Friday 7 February 2014

My moment of the week - 2

A few good women!

I recently did an email interview with Helen Wyman for Sportsister online magazine ahead of the World Cyclo cross Championships. I got a real sense from her answers that she was really looking forward to racing in Hoogerheide (the Netherlands) and she was raring to go. So it was really great news to learn that she got a bronze medal at the championships.

A lot of noise had been made about the likes of Marianne Vos, Nikki Harris and Katie Compton, so it was always going to be a little tight gauging who would complete the podium. In the end Vos rode to a seventh championship victory, followed by Eva Lechner of Italy, and Helen finished ahead of Nikki Harris and Katie Compton for third place.

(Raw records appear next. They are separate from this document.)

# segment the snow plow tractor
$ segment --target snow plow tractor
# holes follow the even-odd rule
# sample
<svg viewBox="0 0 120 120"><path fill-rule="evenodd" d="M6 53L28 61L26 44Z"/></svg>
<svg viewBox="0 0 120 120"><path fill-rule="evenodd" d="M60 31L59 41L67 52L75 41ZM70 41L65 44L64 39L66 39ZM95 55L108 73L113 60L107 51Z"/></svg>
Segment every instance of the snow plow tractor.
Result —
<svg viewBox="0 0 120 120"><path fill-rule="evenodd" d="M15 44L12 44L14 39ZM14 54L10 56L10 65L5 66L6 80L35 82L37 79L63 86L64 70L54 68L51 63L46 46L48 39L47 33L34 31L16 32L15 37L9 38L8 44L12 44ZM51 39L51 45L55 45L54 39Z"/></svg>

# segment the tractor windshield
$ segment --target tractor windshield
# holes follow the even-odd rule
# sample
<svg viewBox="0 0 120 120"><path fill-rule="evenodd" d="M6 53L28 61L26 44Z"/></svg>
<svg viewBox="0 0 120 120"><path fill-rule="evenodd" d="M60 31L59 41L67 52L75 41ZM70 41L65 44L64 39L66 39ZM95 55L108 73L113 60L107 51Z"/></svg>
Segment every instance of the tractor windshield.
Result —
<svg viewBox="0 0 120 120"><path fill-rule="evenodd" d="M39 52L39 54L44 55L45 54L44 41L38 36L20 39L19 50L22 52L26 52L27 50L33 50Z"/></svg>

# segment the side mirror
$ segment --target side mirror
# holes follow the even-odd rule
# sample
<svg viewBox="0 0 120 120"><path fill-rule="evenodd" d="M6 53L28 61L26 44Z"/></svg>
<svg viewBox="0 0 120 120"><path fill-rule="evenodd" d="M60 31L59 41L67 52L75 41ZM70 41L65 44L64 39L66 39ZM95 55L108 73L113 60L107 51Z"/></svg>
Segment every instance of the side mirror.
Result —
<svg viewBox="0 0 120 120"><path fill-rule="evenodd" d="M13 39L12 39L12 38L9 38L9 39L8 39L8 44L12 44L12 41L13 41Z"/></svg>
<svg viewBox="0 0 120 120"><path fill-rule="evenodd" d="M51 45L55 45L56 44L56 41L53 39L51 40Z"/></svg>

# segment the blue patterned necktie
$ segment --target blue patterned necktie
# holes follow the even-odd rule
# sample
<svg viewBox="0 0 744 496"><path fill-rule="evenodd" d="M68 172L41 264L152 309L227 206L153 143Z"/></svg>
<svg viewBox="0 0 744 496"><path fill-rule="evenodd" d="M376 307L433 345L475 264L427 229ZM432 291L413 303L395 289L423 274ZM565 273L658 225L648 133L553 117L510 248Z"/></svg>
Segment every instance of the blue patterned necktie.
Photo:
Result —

That's Helen's first ever podium finish in a World Championship race. I am so pleased for her. I have alot of admiration for sportstars like Helen who plug away year in, year out, often without much recognition in the media, but stay highly motivated nonetheless. That gives us all hope that we too can live the dream if we perservere.
So once again Marianne Vos is World Cyclo cross Champion - as well as being World Road Race Champion, World Track Cycling Champion and London 2012 Olympic Road Race Champion. This woman is unstoppable!

I must admit that the day we all crowded round the big screen on that rainy August afternoon at Box Hill cheering for Lizzie Armitstead to get a gold medal for team GB, I secretly didn't mind that she was beaten to the line by this superwoman from the Netherlands.

We have seen her really turn herself inside out to win races across various cycling disciplines and an Olympic road race title was missing from her palmares. So I didn't feel too bad about Armitstead being pipped by a woman who was making history. Marianne Vos is a massive inspiration for women's cycling and I look forward to seeing her do even greater things.

Saying that, she may now get the chance to shine now that it has been announced that there will be a UCI women's race in Paris on the final day of the Tour de France. Following tireless work by the Le Tour Entier (LTE) campaign which involved the likes of Kathryn Bertine, Chrissie Wellington, Emma Pooley, and Vos herself,  to have a parallel women's Tour de France, Amaury Sports Organisation has given the go-ahead for a women's one-day race.
 
The race will take place on the last day of the Tour, right on the Champs Elysees, where the all eyes of the world will be focused. There's no better platform to showcase women's cycle racing!

I think that's probably the best we could hope for at this stage. A 3-week long race around France, along with all the associated logistics is not something that can be done overnight. There would also be important questions over how this would fit into a the women's road racing calendar, given the various other racing commitments that women have at that time of the year.
Having said that, it would be great to see the return to the calendar of short stage races like the Grande Boucle Feminine and the Tour de L'Aude, as well as a women's Tour of Italy that is not beset with sponsorship issues.

For now, a women's cycle race in association with the world's most famous cycling event, held in Paris is a step in the right direction, and that is cause for celebration.
I really appreciate the work done by these women to raise the profile of our sport. I hope this can lead to more positive things for women's cycling, and women's sport in general.